Another wrinkle is that the recording of smaller earthquakes has improved over the decades. The density of seismic stations started to increase in the 1960s, and from that point earthquakes of about magnitude 4.0 and above could generally be detected.
If that doesn't make things difficult enough, the magnitude of the November 14 earthquake was upgraded from M7.5 to M7.8 two days after the event.
The OEF paper said that for one simple aftershock model that implied the expected number of earthquakes doubled in any given time period.
Under the initial magnitude, the number of aftershocks had agreed 'reasonably well' with the number of aftershocks forecast, but the number of actual earthquakes fell below the forecast when the magnitude went up.
'It is not clear whether the initial agreement between the data and the model is due to incomplete detection of many large aftershocks, or whether the sequence is much less productive than the average New Zealand sequence,' the paper said.
Christophersen said even taking into account any M5-M5.9 quakes missed in the first couple of days, the aftershock sequence still seemed a bit less productive than average.
'But we do not understand the difference in magnitude well yet that might explain a large component of that difference,' she said.
The GNS scientists are developing hybrid models for forecasting earthquakes at short, medium and long time periods. The latter is also known as time-invariant and is used for such things as engineering design codes.
Basically the models rely on two types of earthquake clustering in time and space: the decay of aftershocks following a large earthquake, and the increase of seismicity building up before a large earthquake.

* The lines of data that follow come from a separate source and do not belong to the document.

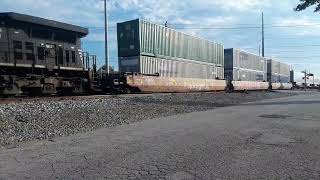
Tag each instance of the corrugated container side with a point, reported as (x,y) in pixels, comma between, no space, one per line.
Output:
(243,66)
(278,72)
(179,68)
(128,38)
(247,75)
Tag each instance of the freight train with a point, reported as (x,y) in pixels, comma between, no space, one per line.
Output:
(44,57)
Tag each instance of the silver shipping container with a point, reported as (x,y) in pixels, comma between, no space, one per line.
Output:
(171,67)
(278,72)
(142,38)
(243,66)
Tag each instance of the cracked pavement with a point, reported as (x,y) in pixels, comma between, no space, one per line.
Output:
(273,139)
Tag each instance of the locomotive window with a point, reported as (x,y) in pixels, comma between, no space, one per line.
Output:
(60,55)
(67,56)
(29,46)
(18,55)
(41,33)
(73,56)
(17,44)
(30,56)
(65,37)
(41,53)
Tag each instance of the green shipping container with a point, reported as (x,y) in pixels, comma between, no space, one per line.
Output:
(142,38)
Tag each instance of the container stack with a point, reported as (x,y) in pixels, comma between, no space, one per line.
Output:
(152,49)
(244,66)
(278,72)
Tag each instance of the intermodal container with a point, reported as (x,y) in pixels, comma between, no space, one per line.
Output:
(278,72)
(243,66)
(171,67)
(142,38)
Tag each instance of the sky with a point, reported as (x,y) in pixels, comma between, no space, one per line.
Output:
(290,37)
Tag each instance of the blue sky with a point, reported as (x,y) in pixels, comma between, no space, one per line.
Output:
(297,43)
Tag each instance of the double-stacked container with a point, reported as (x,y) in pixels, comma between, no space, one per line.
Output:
(150,49)
(278,72)
(244,66)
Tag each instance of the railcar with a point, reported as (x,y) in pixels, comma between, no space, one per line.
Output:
(41,56)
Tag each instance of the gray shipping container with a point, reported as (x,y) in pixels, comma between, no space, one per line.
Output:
(142,38)
(171,67)
(243,66)
(278,72)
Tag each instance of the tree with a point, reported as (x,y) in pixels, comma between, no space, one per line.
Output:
(307,3)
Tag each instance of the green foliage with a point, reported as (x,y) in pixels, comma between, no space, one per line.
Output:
(307,3)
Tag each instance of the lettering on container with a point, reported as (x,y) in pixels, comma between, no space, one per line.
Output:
(129,62)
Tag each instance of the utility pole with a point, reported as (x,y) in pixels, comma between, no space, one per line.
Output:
(262,35)
(106,36)
(305,78)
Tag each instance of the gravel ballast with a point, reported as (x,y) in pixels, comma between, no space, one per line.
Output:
(25,121)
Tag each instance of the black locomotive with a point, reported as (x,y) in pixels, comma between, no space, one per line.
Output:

Models are developed by fitting data from past earthquakes. The models are then tested against other data to see how well they work.
'We have learned that hybrid models that combine different sources of data … work better than models that are based on one concept and source of data only,' Christophersen said.
'We still try new data sources and ways of combining them, and then test them against each other and the data.'
Research done in New Zealand has also found that the rate and size of smaller earthquakes can increase over years or decades before a large earthquake. That's the clustering before a large earthquake mentioned above.
A model, known as EEPAS, based on that observation has been developed by Dr David Rhoades of GNS Science. It is being tested in this country and other earthquake-prone areas around the world. Two versions of EEPAS are part of the Kaikōura hybrid forecast.
'The EEPAS model has been applied to a number of regional earthquake catalogues and consistently forecasts major earthquakes better than time-invariant models,' the OEF paper said.